I have thought the same thing at times. I think I have better than four times the amount you are looking to sell. Maybe I will plan on something with the wife in the future.

Your collection doesn’t seem to be out of reach to many collectors—by your own admission you say you don’t have too many collectibles. This could be a plus to get the value you seek.

I recall seeing a post on another board for a (1/1) car that was for sale. It was in such bad a shape that the board members feared a clone or repro- might come of it. 
The board members got together and pooled their cash and bought it.
Everybody was happy as the car was divided up amongst the new owners and the parts distributed evenly to those who needed them most.

This was accomplished by establishing a base price and allowing those who needed most- to contribute the most.

In your collection’s sense—it would be the same.

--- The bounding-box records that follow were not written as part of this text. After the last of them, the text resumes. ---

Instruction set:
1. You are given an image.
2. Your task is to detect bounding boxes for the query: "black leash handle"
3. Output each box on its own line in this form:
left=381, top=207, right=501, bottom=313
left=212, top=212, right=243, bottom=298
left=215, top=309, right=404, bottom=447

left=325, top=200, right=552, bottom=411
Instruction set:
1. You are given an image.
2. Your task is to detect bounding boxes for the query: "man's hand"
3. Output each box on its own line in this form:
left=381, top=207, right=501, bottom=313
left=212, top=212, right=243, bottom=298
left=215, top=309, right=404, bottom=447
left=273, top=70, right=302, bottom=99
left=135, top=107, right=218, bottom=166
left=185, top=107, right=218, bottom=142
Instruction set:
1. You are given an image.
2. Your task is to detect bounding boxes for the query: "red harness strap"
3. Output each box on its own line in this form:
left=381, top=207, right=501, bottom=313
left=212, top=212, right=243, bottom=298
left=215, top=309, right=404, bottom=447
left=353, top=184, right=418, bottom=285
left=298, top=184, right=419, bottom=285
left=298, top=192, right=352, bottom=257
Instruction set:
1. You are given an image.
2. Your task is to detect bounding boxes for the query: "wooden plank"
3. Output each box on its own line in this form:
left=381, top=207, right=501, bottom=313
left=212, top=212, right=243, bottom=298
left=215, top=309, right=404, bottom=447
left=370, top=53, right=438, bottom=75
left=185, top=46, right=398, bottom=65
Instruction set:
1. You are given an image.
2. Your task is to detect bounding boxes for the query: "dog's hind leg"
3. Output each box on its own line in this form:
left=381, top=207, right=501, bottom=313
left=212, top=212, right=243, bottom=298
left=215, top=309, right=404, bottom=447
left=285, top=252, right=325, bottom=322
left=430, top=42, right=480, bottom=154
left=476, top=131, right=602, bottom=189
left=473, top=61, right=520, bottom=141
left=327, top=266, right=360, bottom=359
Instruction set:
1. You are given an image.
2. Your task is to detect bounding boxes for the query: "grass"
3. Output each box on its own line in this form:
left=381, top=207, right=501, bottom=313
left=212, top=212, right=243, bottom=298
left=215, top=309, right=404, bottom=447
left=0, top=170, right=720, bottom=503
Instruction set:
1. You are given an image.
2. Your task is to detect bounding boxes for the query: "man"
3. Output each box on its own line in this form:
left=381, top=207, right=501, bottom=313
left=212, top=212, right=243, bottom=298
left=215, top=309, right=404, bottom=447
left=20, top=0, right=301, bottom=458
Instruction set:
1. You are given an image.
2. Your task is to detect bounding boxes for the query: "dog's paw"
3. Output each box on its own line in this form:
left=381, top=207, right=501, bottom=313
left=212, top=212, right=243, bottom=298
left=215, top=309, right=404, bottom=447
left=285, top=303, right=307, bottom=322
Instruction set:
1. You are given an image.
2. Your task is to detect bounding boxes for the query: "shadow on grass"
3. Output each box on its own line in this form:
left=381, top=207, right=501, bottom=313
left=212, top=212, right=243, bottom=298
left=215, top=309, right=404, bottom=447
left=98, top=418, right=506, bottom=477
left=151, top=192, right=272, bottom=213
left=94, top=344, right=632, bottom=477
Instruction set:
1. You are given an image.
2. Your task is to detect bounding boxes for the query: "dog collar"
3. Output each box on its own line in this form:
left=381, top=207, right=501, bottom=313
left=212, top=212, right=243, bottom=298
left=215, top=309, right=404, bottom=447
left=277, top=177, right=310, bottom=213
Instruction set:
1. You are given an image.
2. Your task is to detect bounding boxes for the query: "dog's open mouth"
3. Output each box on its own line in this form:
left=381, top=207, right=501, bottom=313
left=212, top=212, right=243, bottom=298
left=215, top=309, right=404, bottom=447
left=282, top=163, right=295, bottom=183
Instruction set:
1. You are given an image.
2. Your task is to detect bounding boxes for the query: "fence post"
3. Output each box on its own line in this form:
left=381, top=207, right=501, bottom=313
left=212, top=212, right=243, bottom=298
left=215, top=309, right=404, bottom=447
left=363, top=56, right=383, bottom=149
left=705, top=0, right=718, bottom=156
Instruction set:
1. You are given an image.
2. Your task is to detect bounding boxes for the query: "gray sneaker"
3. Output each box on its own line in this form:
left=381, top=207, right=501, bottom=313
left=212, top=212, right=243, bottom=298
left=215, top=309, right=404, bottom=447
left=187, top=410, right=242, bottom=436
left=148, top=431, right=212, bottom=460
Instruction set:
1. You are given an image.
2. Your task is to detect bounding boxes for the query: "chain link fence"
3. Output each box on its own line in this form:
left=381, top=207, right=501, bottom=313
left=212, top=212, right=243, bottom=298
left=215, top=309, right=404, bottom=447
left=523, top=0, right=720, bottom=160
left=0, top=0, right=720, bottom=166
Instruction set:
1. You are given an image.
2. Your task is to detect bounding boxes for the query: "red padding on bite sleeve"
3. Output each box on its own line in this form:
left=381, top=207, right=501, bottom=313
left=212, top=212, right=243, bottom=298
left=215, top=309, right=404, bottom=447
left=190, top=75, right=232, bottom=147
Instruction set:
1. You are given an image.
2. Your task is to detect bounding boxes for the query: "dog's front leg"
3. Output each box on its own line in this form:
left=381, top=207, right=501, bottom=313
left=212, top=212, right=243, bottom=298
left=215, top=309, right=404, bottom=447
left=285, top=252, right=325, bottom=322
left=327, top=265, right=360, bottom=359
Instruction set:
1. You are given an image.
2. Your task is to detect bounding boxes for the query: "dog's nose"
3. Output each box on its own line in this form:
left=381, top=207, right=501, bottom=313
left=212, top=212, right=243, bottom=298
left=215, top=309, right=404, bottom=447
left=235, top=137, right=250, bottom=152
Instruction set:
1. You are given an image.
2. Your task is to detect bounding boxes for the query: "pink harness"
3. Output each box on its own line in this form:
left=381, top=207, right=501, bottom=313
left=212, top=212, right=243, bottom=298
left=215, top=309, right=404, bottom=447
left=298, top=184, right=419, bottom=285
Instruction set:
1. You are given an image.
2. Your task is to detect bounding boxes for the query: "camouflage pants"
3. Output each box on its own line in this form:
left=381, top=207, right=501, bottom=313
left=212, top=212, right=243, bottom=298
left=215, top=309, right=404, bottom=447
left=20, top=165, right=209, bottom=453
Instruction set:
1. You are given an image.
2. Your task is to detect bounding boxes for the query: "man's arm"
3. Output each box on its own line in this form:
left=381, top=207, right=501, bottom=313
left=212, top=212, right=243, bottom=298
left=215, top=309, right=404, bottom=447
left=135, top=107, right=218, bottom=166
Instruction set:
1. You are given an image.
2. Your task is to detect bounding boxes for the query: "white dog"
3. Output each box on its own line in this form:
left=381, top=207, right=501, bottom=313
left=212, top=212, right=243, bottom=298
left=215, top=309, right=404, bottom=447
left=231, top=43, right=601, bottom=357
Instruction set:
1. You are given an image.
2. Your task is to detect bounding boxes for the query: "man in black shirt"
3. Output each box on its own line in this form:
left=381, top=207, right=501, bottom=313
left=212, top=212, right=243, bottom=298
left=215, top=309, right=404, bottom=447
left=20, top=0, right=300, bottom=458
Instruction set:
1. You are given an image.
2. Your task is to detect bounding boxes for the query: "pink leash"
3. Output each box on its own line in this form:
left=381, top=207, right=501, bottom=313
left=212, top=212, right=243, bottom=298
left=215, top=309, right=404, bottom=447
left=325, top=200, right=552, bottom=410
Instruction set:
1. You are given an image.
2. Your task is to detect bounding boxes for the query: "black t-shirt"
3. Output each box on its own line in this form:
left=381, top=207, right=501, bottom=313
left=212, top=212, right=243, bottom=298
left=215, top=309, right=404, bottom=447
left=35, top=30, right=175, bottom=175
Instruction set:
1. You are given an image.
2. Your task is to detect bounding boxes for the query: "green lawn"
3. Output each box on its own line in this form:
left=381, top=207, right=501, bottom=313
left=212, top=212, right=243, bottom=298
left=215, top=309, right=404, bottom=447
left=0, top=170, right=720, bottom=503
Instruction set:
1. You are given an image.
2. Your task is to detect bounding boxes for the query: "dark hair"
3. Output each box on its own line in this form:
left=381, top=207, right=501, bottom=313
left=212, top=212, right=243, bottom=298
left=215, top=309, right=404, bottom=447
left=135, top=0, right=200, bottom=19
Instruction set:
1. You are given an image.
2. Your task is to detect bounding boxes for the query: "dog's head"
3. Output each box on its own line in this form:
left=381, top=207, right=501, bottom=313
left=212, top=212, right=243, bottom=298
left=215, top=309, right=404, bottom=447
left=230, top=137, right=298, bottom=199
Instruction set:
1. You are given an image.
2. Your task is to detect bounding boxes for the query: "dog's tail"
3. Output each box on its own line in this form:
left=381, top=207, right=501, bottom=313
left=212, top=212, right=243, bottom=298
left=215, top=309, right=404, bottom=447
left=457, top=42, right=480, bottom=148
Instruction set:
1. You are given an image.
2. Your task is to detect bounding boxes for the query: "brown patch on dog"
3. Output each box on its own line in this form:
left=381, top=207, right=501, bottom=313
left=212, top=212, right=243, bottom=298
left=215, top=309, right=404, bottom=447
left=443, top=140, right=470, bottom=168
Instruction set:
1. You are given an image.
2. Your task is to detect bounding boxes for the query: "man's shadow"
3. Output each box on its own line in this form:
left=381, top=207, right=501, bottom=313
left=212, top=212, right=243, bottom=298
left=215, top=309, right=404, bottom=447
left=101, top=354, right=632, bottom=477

If you establish a base price, then, allowing only the Hobby-Talk members (at first) to discuss the price-attaining actions (possibly on “Chat”), maybe enough of us could come to an agreement of purchase and buy the whole lot in one fell swoop. Of course, this would be within a reasonable time frame that you decide. That would also make it quick and sure for you.

This could still be fair towards you and also allow some of the mems’ to get something they might be missing to add to their collections, without fighting the Bay crowd.

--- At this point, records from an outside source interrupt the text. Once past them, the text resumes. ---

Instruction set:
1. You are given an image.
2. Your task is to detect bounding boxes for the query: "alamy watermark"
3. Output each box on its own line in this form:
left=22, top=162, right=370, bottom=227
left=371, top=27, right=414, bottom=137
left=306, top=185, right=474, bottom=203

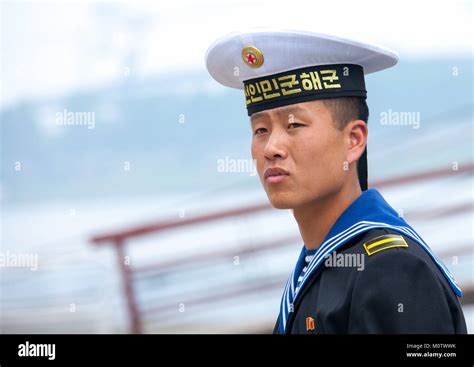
left=217, top=156, right=257, bottom=176
left=56, top=109, right=95, bottom=129
left=0, top=251, right=38, bottom=271
left=324, top=251, right=365, bottom=271
left=380, top=109, right=421, bottom=129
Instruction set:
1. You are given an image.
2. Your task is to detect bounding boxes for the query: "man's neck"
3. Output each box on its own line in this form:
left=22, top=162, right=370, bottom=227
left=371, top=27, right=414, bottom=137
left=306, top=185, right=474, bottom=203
left=293, top=185, right=362, bottom=249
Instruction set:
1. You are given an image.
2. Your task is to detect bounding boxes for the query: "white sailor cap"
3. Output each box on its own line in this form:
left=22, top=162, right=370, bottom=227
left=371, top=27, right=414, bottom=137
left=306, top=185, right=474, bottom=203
left=206, top=29, right=398, bottom=116
left=206, top=29, right=398, bottom=191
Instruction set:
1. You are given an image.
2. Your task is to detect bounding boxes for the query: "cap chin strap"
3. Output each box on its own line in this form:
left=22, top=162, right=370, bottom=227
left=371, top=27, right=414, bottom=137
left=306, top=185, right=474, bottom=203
left=357, top=145, right=369, bottom=191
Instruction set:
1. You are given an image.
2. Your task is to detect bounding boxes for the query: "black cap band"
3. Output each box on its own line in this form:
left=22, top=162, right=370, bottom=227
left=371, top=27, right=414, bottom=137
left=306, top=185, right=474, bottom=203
left=244, top=64, right=367, bottom=116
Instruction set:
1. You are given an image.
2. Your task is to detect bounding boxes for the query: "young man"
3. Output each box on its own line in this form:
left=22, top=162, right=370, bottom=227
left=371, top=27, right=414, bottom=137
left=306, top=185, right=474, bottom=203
left=206, top=30, right=466, bottom=333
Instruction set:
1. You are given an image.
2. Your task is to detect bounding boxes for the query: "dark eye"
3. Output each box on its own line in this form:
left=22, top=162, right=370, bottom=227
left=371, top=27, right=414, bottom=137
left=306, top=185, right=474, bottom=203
left=288, top=122, right=304, bottom=129
left=254, top=127, right=267, bottom=135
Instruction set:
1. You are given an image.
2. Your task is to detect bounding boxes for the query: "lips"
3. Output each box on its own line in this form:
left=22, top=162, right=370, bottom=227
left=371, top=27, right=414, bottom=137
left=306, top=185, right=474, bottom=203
left=264, top=167, right=289, bottom=183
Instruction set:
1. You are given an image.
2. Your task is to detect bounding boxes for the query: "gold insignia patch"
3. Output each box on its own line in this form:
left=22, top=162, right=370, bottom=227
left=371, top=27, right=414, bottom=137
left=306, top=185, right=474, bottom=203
left=364, top=234, right=408, bottom=256
left=242, top=46, right=263, bottom=68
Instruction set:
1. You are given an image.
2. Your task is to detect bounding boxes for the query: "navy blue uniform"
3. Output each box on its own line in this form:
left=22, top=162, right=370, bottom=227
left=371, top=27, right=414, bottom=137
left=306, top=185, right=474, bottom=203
left=274, top=193, right=467, bottom=334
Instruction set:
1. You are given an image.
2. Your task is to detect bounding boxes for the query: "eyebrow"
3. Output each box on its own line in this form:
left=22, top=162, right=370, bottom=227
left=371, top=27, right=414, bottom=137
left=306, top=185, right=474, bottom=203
left=250, top=106, right=306, bottom=122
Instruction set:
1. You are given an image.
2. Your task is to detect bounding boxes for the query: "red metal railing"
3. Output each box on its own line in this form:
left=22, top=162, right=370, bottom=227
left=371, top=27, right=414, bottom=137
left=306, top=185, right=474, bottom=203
left=91, top=164, right=474, bottom=333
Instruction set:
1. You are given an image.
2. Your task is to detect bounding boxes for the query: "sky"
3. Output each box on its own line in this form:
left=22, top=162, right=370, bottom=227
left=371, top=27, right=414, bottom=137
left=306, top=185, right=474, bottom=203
left=0, top=0, right=473, bottom=108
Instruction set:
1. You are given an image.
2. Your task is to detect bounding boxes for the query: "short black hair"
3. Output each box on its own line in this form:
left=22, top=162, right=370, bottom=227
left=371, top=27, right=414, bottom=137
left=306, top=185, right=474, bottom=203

I personally don’t think it would take too many members here to reach your goal.

If this is an option, let us know and we can go over it on Chat (or shoot me off a Pm).

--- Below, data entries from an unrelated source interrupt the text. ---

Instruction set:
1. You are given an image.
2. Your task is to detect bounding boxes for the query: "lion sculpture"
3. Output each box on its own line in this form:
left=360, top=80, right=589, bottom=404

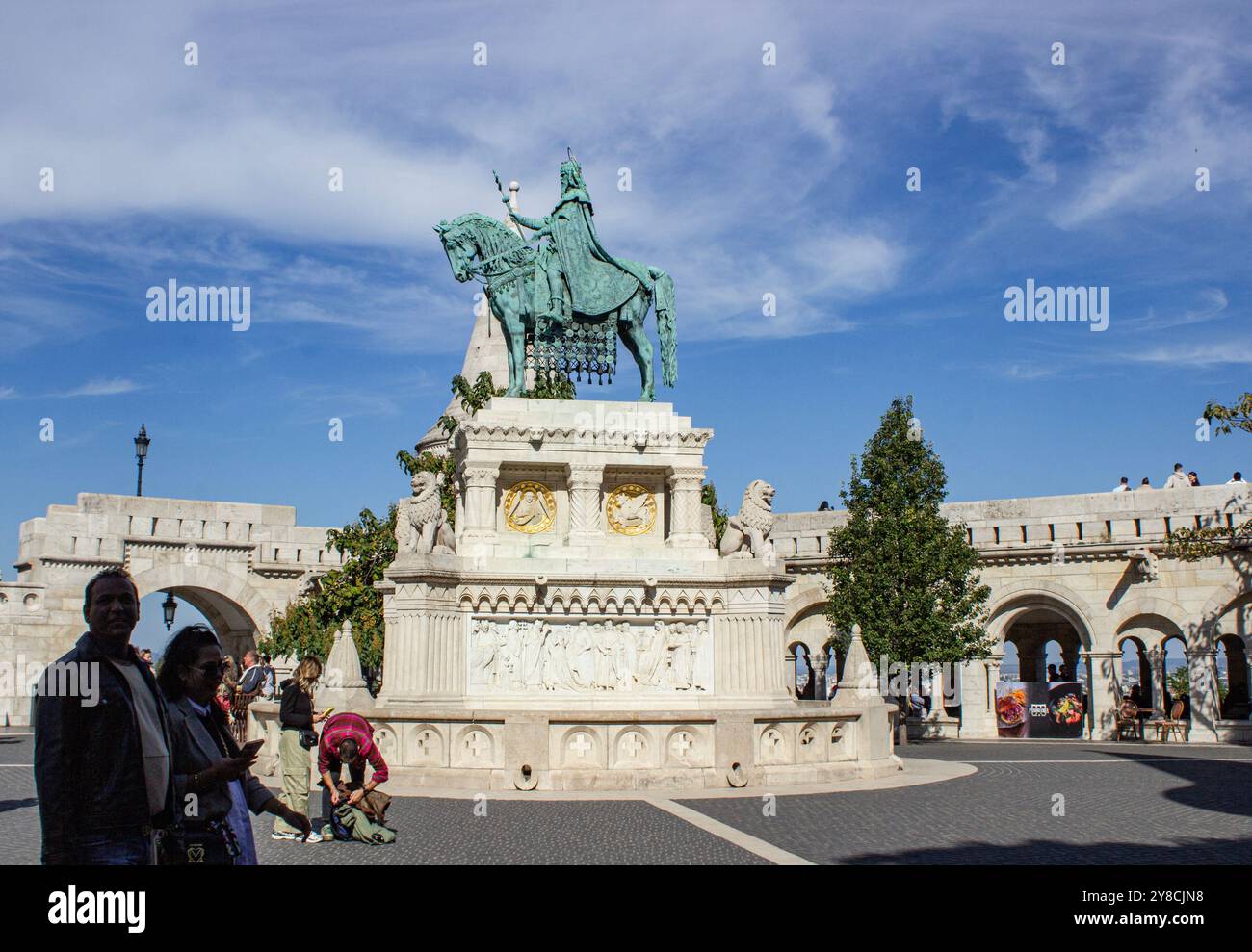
left=396, top=473, right=457, bottom=555
left=717, top=479, right=773, bottom=559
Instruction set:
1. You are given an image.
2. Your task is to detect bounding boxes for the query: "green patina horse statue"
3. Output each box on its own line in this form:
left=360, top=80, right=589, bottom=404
left=434, top=212, right=679, bottom=402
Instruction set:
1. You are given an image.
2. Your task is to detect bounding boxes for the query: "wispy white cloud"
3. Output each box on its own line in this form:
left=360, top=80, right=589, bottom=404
left=1122, top=288, right=1230, bottom=330
left=55, top=376, right=143, bottom=397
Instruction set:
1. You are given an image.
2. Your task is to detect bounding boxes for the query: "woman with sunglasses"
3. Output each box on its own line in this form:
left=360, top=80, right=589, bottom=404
left=157, top=625, right=310, bottom=865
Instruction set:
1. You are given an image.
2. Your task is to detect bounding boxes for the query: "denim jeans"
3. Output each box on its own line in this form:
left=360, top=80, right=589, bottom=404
left=78, top=834, right=153, bottom=865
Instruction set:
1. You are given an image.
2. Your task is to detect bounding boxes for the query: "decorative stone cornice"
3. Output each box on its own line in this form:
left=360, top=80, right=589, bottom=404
left=457, top=421, right=713, bottom=450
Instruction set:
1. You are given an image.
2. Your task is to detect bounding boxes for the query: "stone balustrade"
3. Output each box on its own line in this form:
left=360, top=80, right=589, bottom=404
left=772, top=485, right=1252, bottom=564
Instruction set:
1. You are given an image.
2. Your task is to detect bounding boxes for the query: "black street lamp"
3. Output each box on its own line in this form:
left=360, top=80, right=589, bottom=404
left=135, top=423, right=151, bottom=498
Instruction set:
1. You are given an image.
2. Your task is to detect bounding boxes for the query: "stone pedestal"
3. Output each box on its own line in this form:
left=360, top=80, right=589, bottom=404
left=360, top=398, right=900, bottom=789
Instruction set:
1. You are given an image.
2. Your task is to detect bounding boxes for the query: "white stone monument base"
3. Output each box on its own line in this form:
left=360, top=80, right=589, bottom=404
left=250, top=702, right=901, bottom=793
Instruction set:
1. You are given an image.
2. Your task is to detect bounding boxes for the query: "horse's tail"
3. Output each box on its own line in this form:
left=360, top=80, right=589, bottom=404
left=652, top=270, right=679, bottom=387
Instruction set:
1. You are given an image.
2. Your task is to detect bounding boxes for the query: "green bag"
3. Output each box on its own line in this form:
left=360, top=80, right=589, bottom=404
left=334, top=803, right=396, bottom=846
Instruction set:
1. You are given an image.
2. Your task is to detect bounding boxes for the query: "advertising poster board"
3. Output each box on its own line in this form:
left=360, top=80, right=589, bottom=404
left=996, top=681, right=1085, bottom=739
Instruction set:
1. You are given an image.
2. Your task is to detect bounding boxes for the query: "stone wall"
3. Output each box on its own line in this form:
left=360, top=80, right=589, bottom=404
left=0, top=493, right=341, bottom=724
left=773, top=485, right=1252, bottom=740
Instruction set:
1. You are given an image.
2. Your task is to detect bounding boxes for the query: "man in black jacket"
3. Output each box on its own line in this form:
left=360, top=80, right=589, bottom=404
left=35, top=568, right=174, bottom=865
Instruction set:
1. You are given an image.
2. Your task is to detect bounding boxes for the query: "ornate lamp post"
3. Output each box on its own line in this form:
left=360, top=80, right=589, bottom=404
left=135, top=425, right=151, bottom=498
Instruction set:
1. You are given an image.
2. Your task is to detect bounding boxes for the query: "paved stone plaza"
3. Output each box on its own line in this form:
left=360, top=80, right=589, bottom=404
left=0, top=734, right=1252, bottom=865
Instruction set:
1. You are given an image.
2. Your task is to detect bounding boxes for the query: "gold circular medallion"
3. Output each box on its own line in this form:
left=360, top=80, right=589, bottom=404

I’m interested and willing to put in— 

Anyone else have a care?





Good luck in whatever you decide Fred-:thumbsup: 


Cheers..


----------



## T-jetjim (Sep 12, 2005)

Fred - I find it sad when members on Hobby Talk have to sell their collections. I would hate to be in that position. In order to make the most money, you should list each item individually on Epay. This comes with the headaches of 400 auctions. If you want to see your collection "passed on" to the buds on the Board, but still get the money you are looking for, then offer them up on your terms on HT. Maybe the mint in box stuff you auction and all others go to the HT Board. I would consider participating in what Bossman suggested.
Jim


----------



## micyou03 (Apr 8, 2003)

I find it difficult to auction off common stuff one at a time on ebay. If you sell something for $10.00 and subtract listing fee, final value fee, paypal fee, there's not much left. Then on top of that now you have all these cars to ship to different people, and you have to keep track of who paid and who didn't. Then when someone takes too long to pay you start to think you missed it somewhere. Its not bad for one or two weeks, but when you get to the third week and some of the first week stuff didn't ship yet, and buyers start asking you to hold their first winnings to combine with something they are now bidding on, it can become a big hassle. Its not impossible, but I got tired of it.


----------



## roadrner (Jul 21, 1999)

micyou03 said:


> I find it difficult to auction off common stuff one at a time on eBay!
> 
> 
> 
> ...


Know exactly what you mean. I cut back on the amount of listings I would post so that I only had five to ten listings going at the same time. Even then you still have that chance of encountering that buyer who wants to combine shipping, pay you with a check and sends emails every other day wanting to know if you've shipped his stuff yet. :freak: rr


----------



## okracer (Mar 11, 2002)

man when i buy on ebay i at least have the common curtosy to go get a money order so when he gets it he knows he has cash in hand or if he does use paypal i use that also


----------



## Mister Coney (Apr 27, 2005)

*Wanted Slot Car Collections - Ho Scale*

Hello Captain Fred,

Please contact me regarding your entire slot car collection.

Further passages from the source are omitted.